ヒントの人は、もちろん習近平(しゅうきんぺい)国家主席です。

 

いやー、よかった。曹操が「そうそう」で。
「ツァオツァオ」だと軽いですよね。

「いや、元の言語の発音を尊重すべきだ」
という主張も分かります。
でも言語には歴史と習慣と成り立ちがあります。

例えばドイツのことを他国はどう呼んでいるでしょうか。
ちなみにドイツ自身は「ドイチュラント」です。

日本  :ドイツ
英語  :ジャーマニー
イタリア:ゲルマニア
フランス:アルマーニュ
フィンランド :サクサ
チェコ :ニェメツコ

一番日本がましです。
でもそれは、鎖国時代に唯一交流のあったオランダの「ドゥイツ」経由で発音を取ったからです。オランダのお陰、たまたまです。
逆に近くの国々は、もっと前から交流があり、ラテン語の「ゲルマニア」からとっていたり、古代スラブ語で「言葉が通じない人」の「nemy(ネムィ)」からロシア語では「ネムツィ」になるなど、古代から交流があったからこその言葉の定着がある訳です。
日本だって、国際表記はJapanですが、中国の読みが「ジッポン」に近い発音で、それがヨーロッパに伝わって、結果Japanになったという記述も見ました。

お茶だって、
中国から陸路で伝わったのは「チャ」系で発音が伝わりました。
チャ → 日本
チャイ→ インド・トルコ・ロシア・モンゴル

一方、海路で伝わったのは「テー」系だそうです。
ティー→ イギリス
テー → スペイン・オランダ・ドイツ
テ  → フランス

日本へは最終的には海を越えてきましたが、ポイントはそこではなく、ヨーロッパへの海路の中国での港が福建省あたりで、そこでの発音が「チャ」ではなく「テ」に近い音だったからだそうです。

 

随分と話が逸れましたが、要は、中国語は日本にとっては文化が近すぎるので、混乱しているだけです。

諸葛亮(しょかつりょう)は、(もう)日本語です。
諸葛亮(ジュゲーリャン)は、英語発音ですが、発音を真似たという意味で(ほぼ)中国語です。
発音問題だけですとそうですが、漢字も簡体字で正確に表すと
诸葛亮(Zhūgéliàng)
なので、そう表すと、中国語だな、と思いますね。
「諸葛亮」とかいて、フリガナを「ジュゲーリャン」と振るからややこしくなっているだけです。

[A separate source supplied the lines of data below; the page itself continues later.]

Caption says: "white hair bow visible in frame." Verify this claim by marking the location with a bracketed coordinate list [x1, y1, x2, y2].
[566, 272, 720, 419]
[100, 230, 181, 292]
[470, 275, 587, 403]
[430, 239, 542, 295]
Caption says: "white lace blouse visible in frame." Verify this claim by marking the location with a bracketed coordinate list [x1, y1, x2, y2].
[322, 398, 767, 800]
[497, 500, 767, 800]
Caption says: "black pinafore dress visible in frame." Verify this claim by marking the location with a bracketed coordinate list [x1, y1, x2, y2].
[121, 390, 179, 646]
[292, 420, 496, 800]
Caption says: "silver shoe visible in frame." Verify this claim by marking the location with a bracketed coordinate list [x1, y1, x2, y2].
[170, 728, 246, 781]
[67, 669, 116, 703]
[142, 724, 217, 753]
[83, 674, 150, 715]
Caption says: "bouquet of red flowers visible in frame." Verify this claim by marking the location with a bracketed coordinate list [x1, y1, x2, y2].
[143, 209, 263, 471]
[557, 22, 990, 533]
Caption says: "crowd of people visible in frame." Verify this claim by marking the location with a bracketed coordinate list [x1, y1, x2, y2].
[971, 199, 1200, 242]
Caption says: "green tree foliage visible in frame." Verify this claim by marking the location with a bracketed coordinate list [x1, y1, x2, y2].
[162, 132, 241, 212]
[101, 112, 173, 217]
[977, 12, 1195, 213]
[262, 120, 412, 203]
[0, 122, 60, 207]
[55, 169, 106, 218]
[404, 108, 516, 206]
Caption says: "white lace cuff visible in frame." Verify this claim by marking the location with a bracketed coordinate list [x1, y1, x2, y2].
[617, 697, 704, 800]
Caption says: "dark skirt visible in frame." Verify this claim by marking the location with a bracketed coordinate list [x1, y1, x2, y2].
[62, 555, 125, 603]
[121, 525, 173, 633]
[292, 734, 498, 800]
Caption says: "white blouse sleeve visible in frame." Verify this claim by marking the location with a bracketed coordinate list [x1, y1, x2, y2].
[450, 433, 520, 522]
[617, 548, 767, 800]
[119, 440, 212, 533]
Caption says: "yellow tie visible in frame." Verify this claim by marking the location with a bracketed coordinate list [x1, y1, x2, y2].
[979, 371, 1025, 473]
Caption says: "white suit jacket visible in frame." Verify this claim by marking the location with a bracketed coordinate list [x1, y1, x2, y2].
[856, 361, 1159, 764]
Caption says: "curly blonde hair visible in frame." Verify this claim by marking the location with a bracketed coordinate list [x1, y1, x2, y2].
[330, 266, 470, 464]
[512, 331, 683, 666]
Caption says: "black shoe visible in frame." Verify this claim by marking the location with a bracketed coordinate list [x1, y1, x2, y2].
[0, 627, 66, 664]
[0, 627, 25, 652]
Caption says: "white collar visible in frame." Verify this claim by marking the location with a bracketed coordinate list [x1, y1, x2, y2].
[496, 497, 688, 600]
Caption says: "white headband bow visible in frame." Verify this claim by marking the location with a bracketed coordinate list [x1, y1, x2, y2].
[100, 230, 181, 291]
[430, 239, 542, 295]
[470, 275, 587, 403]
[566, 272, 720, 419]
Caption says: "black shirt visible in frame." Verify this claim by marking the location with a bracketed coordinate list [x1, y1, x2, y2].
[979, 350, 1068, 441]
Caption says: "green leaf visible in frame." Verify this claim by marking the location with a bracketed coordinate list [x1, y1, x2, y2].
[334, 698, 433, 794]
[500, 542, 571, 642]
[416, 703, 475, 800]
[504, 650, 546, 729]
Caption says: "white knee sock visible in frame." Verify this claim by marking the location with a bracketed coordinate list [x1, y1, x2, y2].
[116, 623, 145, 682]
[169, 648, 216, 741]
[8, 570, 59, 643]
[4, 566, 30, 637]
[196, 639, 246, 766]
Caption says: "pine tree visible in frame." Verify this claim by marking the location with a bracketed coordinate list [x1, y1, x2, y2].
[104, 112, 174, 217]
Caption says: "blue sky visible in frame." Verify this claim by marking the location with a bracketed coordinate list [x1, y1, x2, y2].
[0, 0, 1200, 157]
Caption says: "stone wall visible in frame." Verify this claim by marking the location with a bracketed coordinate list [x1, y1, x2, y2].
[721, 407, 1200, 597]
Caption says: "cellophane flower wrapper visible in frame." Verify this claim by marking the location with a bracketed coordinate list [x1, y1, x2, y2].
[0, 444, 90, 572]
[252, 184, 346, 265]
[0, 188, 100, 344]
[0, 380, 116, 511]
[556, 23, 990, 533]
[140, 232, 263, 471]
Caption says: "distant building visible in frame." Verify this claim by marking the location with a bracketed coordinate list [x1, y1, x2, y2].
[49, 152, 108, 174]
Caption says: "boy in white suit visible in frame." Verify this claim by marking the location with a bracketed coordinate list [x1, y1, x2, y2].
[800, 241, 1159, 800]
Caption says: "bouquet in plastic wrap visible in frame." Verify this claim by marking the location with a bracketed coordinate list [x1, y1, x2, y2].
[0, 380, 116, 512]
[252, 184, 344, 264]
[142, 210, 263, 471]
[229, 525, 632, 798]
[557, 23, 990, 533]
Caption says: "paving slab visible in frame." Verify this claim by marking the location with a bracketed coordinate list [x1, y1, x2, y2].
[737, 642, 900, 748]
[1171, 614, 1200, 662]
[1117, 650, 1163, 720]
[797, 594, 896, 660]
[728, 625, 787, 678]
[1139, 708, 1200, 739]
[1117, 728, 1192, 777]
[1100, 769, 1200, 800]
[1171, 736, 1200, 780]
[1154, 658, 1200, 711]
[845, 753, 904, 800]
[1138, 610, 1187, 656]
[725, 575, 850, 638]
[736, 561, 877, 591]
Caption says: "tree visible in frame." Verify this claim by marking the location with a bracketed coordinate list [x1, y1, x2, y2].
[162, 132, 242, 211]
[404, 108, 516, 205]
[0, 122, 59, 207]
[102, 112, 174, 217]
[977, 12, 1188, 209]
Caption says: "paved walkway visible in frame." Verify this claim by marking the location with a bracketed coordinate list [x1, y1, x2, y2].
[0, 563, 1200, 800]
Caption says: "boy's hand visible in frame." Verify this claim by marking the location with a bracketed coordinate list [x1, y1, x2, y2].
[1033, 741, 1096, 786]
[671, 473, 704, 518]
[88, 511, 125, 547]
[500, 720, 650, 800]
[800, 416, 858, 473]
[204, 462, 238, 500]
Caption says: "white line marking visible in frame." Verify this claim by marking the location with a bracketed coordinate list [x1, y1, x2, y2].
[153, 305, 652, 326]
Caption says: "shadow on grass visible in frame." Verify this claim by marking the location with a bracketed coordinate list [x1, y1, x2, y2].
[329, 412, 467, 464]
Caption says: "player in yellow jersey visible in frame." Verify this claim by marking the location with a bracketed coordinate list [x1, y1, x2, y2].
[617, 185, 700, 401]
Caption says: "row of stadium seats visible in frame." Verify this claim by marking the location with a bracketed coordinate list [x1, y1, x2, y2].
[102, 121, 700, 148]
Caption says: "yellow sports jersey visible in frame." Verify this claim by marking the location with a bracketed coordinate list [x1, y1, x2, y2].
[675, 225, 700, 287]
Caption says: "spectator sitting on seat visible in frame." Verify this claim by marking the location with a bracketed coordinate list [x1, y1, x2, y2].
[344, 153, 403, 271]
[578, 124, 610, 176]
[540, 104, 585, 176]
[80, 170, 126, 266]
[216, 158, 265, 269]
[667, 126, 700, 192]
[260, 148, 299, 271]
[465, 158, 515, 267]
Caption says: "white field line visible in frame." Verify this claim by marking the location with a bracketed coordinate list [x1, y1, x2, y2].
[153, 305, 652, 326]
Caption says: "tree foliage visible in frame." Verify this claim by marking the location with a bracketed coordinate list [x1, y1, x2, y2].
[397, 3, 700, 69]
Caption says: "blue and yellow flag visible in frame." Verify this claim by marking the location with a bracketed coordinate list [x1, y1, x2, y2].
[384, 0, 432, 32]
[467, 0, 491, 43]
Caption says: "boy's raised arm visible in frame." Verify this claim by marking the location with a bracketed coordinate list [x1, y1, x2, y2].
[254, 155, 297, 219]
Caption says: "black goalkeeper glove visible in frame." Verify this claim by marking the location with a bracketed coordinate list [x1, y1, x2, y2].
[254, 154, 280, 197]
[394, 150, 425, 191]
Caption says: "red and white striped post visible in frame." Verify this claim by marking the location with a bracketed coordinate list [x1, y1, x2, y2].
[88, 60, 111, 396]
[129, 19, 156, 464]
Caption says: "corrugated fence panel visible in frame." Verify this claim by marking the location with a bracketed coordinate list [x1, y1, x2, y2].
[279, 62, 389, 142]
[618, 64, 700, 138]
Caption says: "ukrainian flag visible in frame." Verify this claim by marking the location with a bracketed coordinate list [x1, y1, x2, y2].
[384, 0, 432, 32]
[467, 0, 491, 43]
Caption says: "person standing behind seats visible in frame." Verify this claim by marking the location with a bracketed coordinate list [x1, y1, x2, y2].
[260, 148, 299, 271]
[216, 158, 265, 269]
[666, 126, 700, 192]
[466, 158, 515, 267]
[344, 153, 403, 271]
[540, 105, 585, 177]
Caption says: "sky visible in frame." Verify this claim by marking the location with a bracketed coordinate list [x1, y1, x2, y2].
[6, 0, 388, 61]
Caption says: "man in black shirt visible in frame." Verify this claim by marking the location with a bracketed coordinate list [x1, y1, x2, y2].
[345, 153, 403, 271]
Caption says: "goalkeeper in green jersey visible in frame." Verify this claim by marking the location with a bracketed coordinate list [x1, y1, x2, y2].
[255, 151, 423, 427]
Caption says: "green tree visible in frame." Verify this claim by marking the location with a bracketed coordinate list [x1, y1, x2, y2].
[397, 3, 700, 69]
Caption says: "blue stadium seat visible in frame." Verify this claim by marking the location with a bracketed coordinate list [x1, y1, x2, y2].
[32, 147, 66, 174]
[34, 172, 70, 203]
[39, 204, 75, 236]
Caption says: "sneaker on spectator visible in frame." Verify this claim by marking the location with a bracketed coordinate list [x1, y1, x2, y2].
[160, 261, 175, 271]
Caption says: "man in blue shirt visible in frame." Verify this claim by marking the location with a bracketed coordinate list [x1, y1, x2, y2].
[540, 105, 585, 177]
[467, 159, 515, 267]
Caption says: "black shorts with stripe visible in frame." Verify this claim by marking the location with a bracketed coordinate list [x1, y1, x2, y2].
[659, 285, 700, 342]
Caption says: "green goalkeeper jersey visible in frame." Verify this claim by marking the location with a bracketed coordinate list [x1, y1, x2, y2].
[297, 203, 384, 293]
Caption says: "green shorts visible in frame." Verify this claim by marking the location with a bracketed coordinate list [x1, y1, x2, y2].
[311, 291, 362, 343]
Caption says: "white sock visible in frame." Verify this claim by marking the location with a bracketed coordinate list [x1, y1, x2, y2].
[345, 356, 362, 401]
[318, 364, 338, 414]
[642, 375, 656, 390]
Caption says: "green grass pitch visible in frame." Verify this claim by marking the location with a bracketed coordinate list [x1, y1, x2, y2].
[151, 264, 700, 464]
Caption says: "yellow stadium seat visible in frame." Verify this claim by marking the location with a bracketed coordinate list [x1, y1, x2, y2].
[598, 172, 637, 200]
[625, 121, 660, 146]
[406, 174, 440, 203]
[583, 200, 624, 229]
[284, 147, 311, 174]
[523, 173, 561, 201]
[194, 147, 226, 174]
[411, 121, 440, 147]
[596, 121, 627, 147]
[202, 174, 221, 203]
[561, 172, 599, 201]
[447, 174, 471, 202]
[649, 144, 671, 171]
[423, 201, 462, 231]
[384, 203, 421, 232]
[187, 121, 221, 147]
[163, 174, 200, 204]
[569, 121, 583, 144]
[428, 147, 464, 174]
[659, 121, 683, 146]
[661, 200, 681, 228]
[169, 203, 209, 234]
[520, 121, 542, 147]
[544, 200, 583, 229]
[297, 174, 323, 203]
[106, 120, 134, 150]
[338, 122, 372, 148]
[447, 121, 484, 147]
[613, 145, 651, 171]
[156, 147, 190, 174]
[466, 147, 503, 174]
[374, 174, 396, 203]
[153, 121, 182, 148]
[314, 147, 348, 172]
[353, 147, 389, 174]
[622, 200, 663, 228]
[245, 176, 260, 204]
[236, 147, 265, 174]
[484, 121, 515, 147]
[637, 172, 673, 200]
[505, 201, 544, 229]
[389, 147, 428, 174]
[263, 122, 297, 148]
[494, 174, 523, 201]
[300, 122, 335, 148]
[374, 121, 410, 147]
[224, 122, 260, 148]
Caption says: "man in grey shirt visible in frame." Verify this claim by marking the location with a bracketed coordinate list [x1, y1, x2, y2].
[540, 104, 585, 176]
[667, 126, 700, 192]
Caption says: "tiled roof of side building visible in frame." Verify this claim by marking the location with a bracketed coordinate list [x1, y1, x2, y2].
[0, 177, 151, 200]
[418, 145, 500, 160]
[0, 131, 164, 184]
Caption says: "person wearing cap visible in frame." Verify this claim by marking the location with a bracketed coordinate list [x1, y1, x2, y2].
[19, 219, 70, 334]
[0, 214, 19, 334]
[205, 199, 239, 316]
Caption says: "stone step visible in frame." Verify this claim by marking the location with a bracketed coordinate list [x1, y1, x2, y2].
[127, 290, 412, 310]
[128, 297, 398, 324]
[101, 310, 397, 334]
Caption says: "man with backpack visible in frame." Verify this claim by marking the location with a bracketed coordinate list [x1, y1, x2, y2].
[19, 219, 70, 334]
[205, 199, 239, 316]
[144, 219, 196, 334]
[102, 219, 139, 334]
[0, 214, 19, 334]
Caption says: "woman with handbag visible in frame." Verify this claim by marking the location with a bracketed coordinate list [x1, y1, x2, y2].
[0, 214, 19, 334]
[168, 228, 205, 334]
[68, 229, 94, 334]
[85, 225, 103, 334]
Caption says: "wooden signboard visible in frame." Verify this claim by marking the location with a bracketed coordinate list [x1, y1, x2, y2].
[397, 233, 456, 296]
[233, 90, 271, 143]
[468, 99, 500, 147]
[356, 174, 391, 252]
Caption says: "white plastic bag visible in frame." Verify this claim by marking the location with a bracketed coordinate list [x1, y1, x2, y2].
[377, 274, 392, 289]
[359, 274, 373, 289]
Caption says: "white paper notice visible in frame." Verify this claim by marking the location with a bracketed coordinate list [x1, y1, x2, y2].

では、この作品で 紙上健吾さんが最後まで読めるか最初は不安になったという
現地の中国語読みフリガナは、良くないのでしょうか?

これは、読者が感情移入する主人公が、誰の立場で考えるかによります。
三国志は当時の現地での人間のやり取りをネイティブとして理解したいのであるから、全て日本語に訳しておかないと話が通じません。
劉備が諸葛亮に話しかけるときに、
「ジュゲーリャンよ、いやジュゲーリャンてこの外国人は誰やねん」と思っていたら話が進みません。
でも、この作品は日本人で現地生活が長い中国語ペラペラの一条剛という人物が主人公です。
そして、現地の人に「この外国人である日本人め」と思われている関係であり、
外国人であることを読者が感じることが大事になってきます。

つまり、三国志の様に現地の人になりきって物語を進めるのではなく、外国人扱いされている感じを含めて読書していく作品なのです。
だから、結果として、中国語のフリガナであるのは正しいと言えます。
ただその上で、私は面倒くさいので全て脳内で日本語読みに直して読みました。

 

「お前、なに全然関係ない小説の土台をネタに延々と語ってんだ」と思われるかもしれませんが、
実はこの構成こそが、最後のどんでん返しに関係があるのです。

私、とくにミステリはロクに読まずに来たのですが、紙上健吾さんの小説紹介を通じていくらかは読む様になったので、その感覚でいうと、
いわゆる、禁じ手に近いというやつではないのかと、かすかに思うのですが、詳しくはないのでよく分かりません。
しかし、明確に

「えーーーーーーーーー!! そういうことかい!!」

くらいには思いました。
テレビの『クレヨンしんちゃん』を見ていたら、急に映画版になったような気分です。
日常生活を描いていたのに、映画版だけ急にタイムトラベルしたり宇宙人が来たり。
『名探偵コナン』でいうと、急に爆発が大規模になったり。
『ドラえもん』でいうと、あ、もういいですか。

 

作品の中で、皇帝溥儀が徐々に変わっていくのですが、そのあたりも皇帝という非人間的な仕事の中で、それでも人であることを友であることを探っていく姿に最後の方は少しうれしくも寂しくも感じるのです。

もっとも、実際の溥儀は結構臣下に対してひどい対応を取ったこともあるそうです。
私が良く読む宮城谷昌光は、たしか「皇帝が人でなくなる」と表現しています。
部下が分かれて争い、自分の都合の良い皇子を王位につけようとする。その過程で競争相手(つまり兄弟)を叩き落すのですから競争が激化すると殺しあうようになります。骨肉の争いとはよく言ったものです。
この本では、そういった何十人もの争いではなく、限られた数人の日常生活のやり取りの中で、人が人ならざる方向に進む姿もかすかに感じられます。
それが、戦(いくさ)を中心とした小説よりずっと、身に染みて寂しく思う理由なのかもしれません。